The Relevance of HA Theory

Researchers concerned with the modelling of real-time systems have developed techniques for modelling and reasoning about mixed discrete-continuous systems [Yi, Larsen, PetterssonYi et al.1997,Henzinger, Ho, Wong-ToiHenzinger et al.1995,Rasmussen, Larsen, SubramaniRasmussen et al.2004]. These techniques have become well-established. The theory of hybrid automata [HenzingerHenzinger1996,Gupta, Henziner, JagadeesanGupta et al.1997,Henzinger RaskinHenzinger Raskin2000], which has been a focus of interest in the model-checking community for some years, provides an underlying theoretical basis for such work. As discussed in Section 2, the central motivation for the extensions introduced in PDDL+ is to enable the representation of mixed discrete-continuous domains. Therefore, the theory of hybrid automata provides an ideal formal basis for the development of a semantics for PDDL+.

Henzinger henzinger describes a digital controller of an analogue plant as a paradigmatic example of a mixed discrete-continuous system. The discrete states (control modes) and dynamics (control switches) of the controller are modelled by the vertices and edges of a graph. The continuous states and dynamics of the plant are modelled by vectors of real numbers and differential equations. The behaviour of the plant depends on the state of the controller, and vice versa: when the controller switches between modes it can update the variables that describe the continuous behaviour of the plant and hence bring about discrete changes to the state of the plant. A continuous change in the state of the plant can affect invariant conditions on the control mode of the controller and result in a control switch.

In a similar way, PDDL+ distinguishes processes, responsible for continuous change, from events and actions, responsible for discrete change. Further, the constraint in PDDL+, that numeric values only appear as the values of functions whose arguments are drawn from finite domains, corresponds to the requirement made in hybrid automata that the dimension of the automaton be finite.

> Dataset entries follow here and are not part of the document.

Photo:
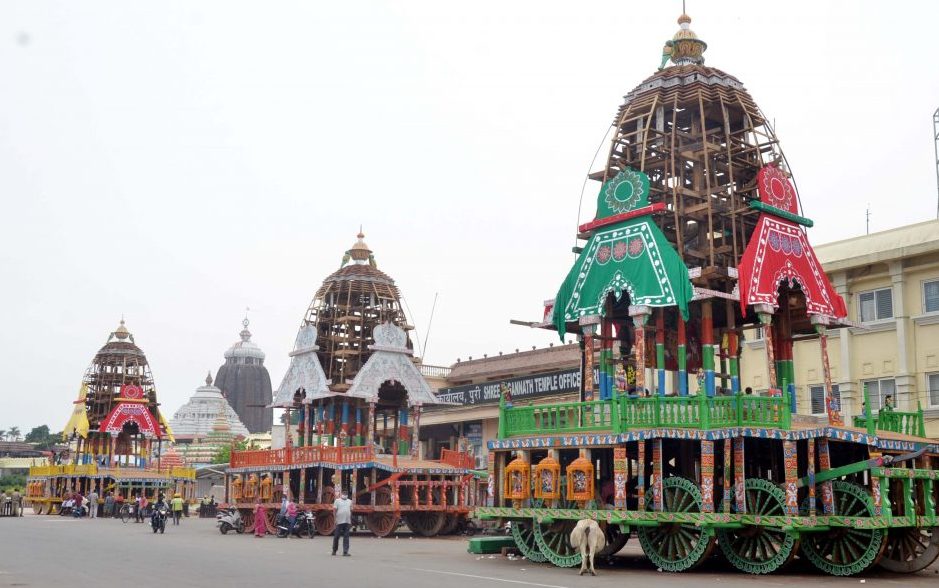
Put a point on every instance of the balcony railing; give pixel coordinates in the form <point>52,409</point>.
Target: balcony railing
<point>895,421</point>
<point>626,413</point>
<point>568,417</point>
<point>300,455</point>
<point>435,371</point>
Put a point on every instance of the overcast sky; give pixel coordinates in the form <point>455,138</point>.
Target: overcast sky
<point>176,162</point>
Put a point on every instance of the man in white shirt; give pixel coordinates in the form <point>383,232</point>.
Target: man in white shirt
<point>343,508</point>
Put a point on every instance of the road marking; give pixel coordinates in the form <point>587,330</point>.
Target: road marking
<point>494,579</point>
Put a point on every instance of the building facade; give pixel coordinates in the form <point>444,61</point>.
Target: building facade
<point>890,284</point>
<point>471,391</point>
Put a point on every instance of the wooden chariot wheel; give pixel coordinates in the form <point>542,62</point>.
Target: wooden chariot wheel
<point>524,535</point>
<point>676,546</point>
<point>910,549</point>
<point>616,539</point>
<point>553,539</point>
<point>756,549</point>
<point>382,523</point>
<point>846,550</point>
<point>425,523</point>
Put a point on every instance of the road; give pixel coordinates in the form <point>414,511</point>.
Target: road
<point>51,551</point>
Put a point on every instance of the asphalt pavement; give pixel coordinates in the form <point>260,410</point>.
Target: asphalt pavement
<point>53,551</point>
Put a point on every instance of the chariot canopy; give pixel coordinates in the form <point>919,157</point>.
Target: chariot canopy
<point>626,252</point>
<point>779,251</point>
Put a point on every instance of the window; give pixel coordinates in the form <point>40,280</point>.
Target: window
<point>878,390</point>
<point>932,384</point>
<point>931,296</point>
<point>875,305</point>
<point>817,398</point>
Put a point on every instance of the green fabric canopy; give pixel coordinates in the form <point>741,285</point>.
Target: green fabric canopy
<point>628,256</point>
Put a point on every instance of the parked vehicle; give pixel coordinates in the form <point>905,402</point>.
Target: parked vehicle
<point>229,519</point>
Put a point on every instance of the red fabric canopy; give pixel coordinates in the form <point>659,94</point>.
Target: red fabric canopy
<point>126,412</point>
<point>779,250</point>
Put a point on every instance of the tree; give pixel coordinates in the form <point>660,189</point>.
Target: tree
<point>224,454</point>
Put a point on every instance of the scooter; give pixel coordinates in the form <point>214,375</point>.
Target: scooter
<point>230,519</point>
<point>305,524</point>
<point>158,519</point>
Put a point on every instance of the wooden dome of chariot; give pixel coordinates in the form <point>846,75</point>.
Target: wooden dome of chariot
<point>345,310</point>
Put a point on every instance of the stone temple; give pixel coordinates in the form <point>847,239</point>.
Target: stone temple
<point>196,419</point>
<point>246,384</point>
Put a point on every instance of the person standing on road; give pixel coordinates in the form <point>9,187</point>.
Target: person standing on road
<point>17,503</point>
<point>177,505</point>
<point>92,504</point>
<point>291,517</point>
<point>260,526</point>
<point>343,508</point>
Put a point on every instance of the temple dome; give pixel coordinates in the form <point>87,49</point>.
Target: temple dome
<point>204,412</point>
<point>245,348</point>
<point>246,383</point>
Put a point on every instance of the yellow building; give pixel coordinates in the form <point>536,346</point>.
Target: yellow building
<point>890,284</point>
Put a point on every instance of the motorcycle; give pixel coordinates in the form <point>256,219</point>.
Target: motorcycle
<point>230,519</point>
<point>158,519</point>
<point>306,523</point>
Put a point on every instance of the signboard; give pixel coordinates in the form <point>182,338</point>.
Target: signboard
<point>525,387</point>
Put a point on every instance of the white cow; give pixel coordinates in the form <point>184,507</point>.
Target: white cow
<point>588,537</point>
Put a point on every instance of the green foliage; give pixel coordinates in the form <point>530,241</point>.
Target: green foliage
<point>8,483</point>
<point>224,454</point>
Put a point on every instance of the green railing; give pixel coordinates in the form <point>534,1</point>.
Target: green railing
<point>625,413</point>
<point>908,423</point>
<point>568,417</point>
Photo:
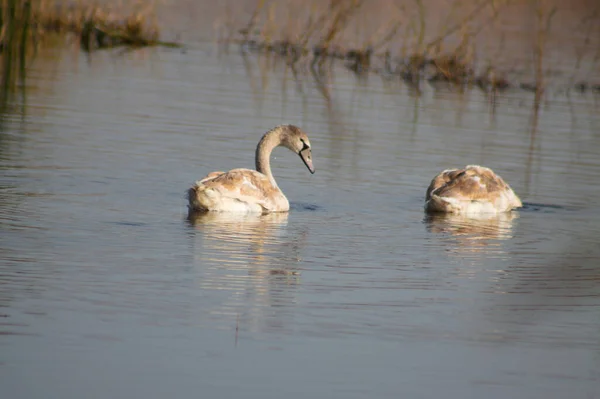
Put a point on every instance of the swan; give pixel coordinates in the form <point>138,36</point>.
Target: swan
<point>246,190</point>
<point>473,189</point>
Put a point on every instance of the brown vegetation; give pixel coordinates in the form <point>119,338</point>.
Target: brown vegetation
<point>404,45</point>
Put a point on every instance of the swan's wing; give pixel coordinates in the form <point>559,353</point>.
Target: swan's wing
<point>472,184</point>
<point>238,186</point>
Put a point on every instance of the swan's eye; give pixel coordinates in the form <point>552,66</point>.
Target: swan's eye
<point>304,145</point>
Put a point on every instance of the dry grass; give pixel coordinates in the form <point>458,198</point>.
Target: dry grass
<point>412,42</point>
<point>25,24</point>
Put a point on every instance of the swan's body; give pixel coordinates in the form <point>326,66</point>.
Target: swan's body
<point>246,190</point>
<point>471,190</point>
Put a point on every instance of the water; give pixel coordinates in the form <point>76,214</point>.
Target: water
<point>108,290</point>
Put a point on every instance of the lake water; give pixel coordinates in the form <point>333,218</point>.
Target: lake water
<point>107,290</point>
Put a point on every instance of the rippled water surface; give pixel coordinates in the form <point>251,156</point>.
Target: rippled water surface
<point>108,290</point>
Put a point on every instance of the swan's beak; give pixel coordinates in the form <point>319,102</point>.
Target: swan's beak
<point>307,159</point>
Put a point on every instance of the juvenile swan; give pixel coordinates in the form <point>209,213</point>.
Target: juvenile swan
<point>246,190</point>
<point>471,190</point>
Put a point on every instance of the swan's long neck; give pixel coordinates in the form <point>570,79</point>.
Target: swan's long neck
<point>269,141</point>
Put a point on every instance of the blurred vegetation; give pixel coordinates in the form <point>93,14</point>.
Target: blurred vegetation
<point>409,39</point>
<point>25,25</point>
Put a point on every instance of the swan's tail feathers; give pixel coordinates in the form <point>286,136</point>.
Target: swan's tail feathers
<point>201,198</point>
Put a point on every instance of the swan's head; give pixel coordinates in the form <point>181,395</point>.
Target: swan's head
<point>296,140</point>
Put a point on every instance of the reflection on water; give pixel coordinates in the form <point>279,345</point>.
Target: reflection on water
<point>474,230</point>
<point>254,259</point>
<point>357,293</point>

An important contribution of our work is to demonstrate that PDDL+ can support succinct encodings of deterministic hybrid automata for use in planning. We expect that both the formal (semantics and formal properties) and practical (model-checking techniques) results in Hybrid Automata theory will be able to be exploited by the planning community in addressing the problem of planning for discrete-continuous planning domains. Indeed, some cross-fertilisation is already beginning [DierksDierks2005,Rasmussen, Larsen, SubramaniRasmussen et al.2004,EdelkampEdelkamp2003].